Mutabor!

Reviews

Mutabor! Two Wishes 12″ reissue

MUTABOR! emerged from the thriving experimental art and music culture of early ’80s Berlin, after Bettina Köster of MALARIA! and Gary Asquith of REMA-REMA first met at a BIRTHDAY PARTY show in London; Asquith was inspired enough to relocate to Germany so that they could start a project together, with Köster’s MALARIA! bandmates Manon Duursma and Gudrun Bredemann eventually joining up as well. The two tracks on this 1982 12″ are the only recordings from the short-lived group, and it’s fairly easy to connect the dots between Two Wishes, REMA-REMA’s rhythmic, industrial-flirting brutalist drone, and MALARIA!’s dark electronic post-punk drama.

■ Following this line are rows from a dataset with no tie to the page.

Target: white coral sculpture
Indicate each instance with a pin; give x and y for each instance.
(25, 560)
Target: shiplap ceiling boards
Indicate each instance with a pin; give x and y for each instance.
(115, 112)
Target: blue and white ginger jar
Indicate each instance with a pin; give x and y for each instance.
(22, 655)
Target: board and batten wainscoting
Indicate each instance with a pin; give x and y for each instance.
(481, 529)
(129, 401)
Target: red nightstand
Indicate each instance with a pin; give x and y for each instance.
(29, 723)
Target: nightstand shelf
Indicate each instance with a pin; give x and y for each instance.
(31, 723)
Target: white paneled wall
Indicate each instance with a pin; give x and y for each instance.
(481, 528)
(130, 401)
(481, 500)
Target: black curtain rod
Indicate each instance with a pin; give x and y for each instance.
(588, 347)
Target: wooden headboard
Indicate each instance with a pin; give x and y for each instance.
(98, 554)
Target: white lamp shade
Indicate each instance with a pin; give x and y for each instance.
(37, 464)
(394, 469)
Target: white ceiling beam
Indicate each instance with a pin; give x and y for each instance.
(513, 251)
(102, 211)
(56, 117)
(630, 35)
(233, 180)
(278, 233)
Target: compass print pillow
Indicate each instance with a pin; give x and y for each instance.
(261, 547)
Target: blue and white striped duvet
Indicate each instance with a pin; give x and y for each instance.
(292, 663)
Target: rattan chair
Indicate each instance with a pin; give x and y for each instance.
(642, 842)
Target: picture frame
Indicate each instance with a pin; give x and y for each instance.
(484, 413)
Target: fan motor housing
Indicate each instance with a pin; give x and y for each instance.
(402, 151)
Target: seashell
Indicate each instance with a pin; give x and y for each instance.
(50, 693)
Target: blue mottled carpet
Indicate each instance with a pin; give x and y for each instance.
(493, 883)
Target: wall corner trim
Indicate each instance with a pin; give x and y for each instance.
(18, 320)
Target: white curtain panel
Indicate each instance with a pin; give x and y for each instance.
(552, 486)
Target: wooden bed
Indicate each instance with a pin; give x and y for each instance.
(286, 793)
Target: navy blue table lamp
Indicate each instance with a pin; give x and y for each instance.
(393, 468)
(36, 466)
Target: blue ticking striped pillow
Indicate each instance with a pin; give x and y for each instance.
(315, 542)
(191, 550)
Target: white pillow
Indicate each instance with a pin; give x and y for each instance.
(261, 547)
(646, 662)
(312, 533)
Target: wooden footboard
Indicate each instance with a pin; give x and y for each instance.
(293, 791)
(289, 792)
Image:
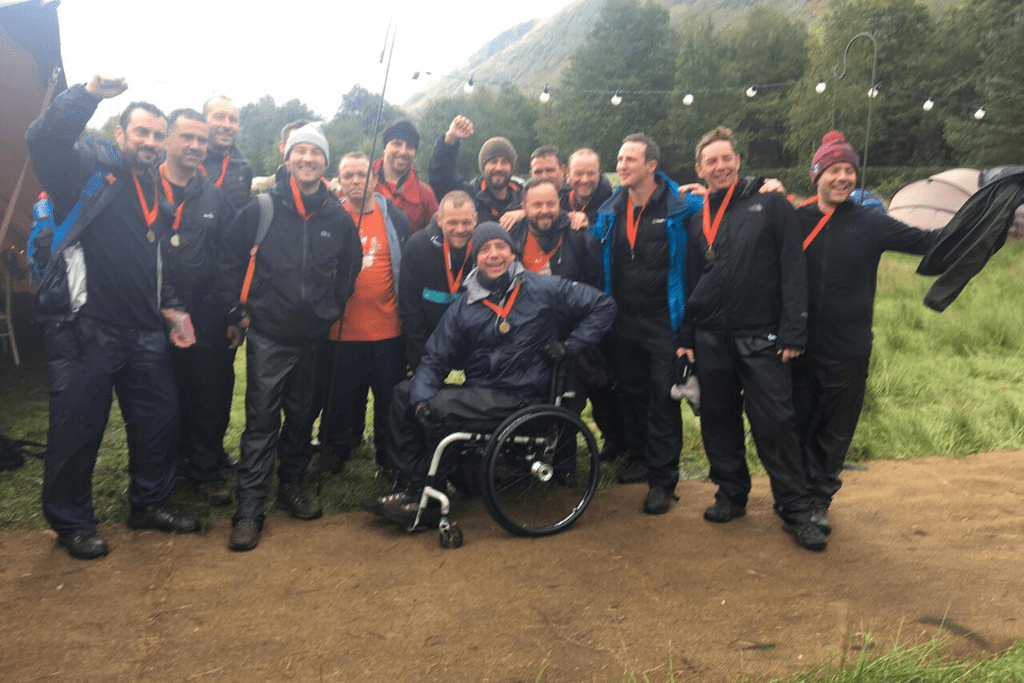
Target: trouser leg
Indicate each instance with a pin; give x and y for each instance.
(768, 400)
(267, 366)
(721, 417)
(80, 376)
(829, 394)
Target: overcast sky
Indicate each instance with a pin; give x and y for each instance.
(178, 53)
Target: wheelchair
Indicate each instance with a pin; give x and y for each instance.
(538, 470)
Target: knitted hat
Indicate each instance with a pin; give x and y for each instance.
(834, 150)
(402, 129)
(486, 231)
(495, 147)
(312, 133)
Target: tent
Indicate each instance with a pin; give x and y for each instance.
(30, 53)
(929, 204)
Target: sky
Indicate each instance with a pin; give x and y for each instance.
(179, 53)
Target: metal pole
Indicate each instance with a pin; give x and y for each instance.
(870, 97)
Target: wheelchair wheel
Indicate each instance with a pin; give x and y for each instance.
(540, 471)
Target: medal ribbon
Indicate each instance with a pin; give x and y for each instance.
(150, 215)
(817, 228)
(537, 262)
(297, 196)
(711, 229)
(169, 193)
(454, 282)
(503, 312)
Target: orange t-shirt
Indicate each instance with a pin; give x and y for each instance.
(372, 313)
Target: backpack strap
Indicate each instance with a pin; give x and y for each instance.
(265, 204)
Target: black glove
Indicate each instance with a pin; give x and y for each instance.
(555, 351)
(425, 416)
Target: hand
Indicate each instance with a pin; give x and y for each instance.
(579, 220)
(237, 334)
(556, 351)
(790, 353)
(104, 88)
(694, 188)
(181, 333)
(460, 129)
(510, 218)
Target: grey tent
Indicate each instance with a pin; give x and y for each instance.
(929, 204)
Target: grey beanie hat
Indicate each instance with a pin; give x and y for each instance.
(312, 133)
(497, 146)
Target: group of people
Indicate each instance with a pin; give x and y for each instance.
(160, 264)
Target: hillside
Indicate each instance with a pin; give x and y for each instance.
(532, 54)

A-side “1001 Nights” is a total No Wave collision, the aural equivalent of a shattered teacup reassembled with glue (clearly fractured, but precariously held together)—saxophone skronk, rickety organ, clattering auxiliary percussion cutting in against the bare-bones cymbal-free drumming, multiple monotone voices intersecting with each other, and only the briefest shocks of guitar. “Treats” is even sparser, a series of emotionally detached phrasings backed by little more than a few sax squeals and some BAD SEEDS-anticipating piano that’s mirrored by sinister six-string noise. Bleak as hell, but definitely an interesting link in the evolutionary chain of severe ’80s art-punk.